B.5 Preservation of Confidentiality. Members shall preserve the confidentiality of information communicated by clients, prospects, or employers concerning matters within the scope of the client-member, prospect-member, or employer-member relationship unless a member receives information concerning illegal activities on the part of the client, prospect, or employer.

B.6 Prohibition against Misrepresentation. Members shall not make any statements, orally or in writing, that misrepresent

  1. the services that they or their firms are capable of performing;
  2. their qualifications or the qualifications of their firm;
  3. the member's academic or professional credentials.

Members shall not make or imply, orally or in writing, any assurances or guarantees regarding any investment except to communicate accurate information regarding the terms of the investment instrument and the issuer's obligations under the instrument.

B.7 Disclosure of Conflicts to Clients and Prospects. Members shall disclose to their clients and prospects all matters, including beneficial ownership of securities or other investments, that reasonably could be expected to impair the members' ability to make unbiased and objective recommendations.

B.8 Disclosure of Referral Fees. Members shall disclose to clients and prospects any consideration or benefit received by the member or delivered to others for the recommendation of any services to the client or prospect.

Standard V: Relationships with and Responsibilities to the Public

A. Prohibition against Use of Material Nonpublic Information. Members who possess material nonpublic information related to the value of a security shall not trade or cause others to trade in that security if such trading would breach a duty or if the information was misappropriated or relates to a tender offer. If members receive material nonpublic information in confidence, they shall not breach that confidence by trading or causing others to trade in securities to which such information relates. Members shall make reasonable efforts to achieve public dissemination of material nonpublic information disclosed in breach of a duty.

B. Performance Presentation.

  1. Members shall not make any statements, orally or in writing, that misrepresent the investment performance that they or their firms have accomplished or can reasonably be expected to achieve.
  2. If members communicate individual or firm performance information directly or indirectly to clients or prospective clients, or in a manner intended to be received by clients or prospective clients, members shall make every reasonable effort to assure that such performance information is a fair, accurate, and complete presentation of such performance.

Related Issuers

The securities laws of the Province of Ontario require securities dealers and advisers, when they trade in or advise with respect to their own securities or securities of certain other issuers to which they, or certain other parties related to them, are related or connected, to do so only in accordance with particular disclosure and other rules. These rules require dealers and advisers, prior to trading with or advising their customers or clients, to inform them of the relevant relationships and connections with the issuer of the securities. Clients and customers should refer to the applicable provisions of these securities laws for the particulars of these rules and their rights or consult with a legal adviser.
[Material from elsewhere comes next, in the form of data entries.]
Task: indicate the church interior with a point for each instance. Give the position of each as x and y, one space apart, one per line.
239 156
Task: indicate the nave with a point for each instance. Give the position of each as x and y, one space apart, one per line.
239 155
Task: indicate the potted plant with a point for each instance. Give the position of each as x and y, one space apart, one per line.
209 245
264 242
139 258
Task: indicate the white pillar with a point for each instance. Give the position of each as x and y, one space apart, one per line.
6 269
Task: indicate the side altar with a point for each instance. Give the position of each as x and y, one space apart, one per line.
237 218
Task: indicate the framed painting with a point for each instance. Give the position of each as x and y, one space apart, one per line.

Wise Capital Management is the investment manager for the Wise Capital All Cap Canadian Equity pooled fund. Therefore the pooled fund is a related issuer to Wise Capital Management. Wise Capital Management has ICPM and LMD registrations with the Ontario Securities Commission, which allows Wise Capital Management to issue prospectus-exempt securities, such as our pooled fund.

The CFA Institute Code of Ethics (Full Text)
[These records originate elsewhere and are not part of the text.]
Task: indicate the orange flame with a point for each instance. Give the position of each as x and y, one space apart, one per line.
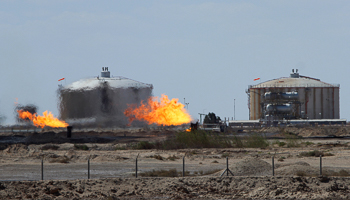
166 112
46 120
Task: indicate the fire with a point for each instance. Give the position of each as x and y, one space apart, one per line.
41 121
166 112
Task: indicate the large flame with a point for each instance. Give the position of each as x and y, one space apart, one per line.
41 121
166 112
As amended and restated May, 1999.

Members of the CFA Institute shall:

  1. Act with integrity, competence, dignity, and in an ethical manner when dealing with the public, clients, prospects, employers, employees, and fellow members.
  2. Practice and encourage others to practice in a professional and ethical manner that will reflect credit on members and their profession.
  3. Strive to maintain and improve their competence and the competence of others in the profession.
  4. Use reasonable care and exercise independent professional judgment.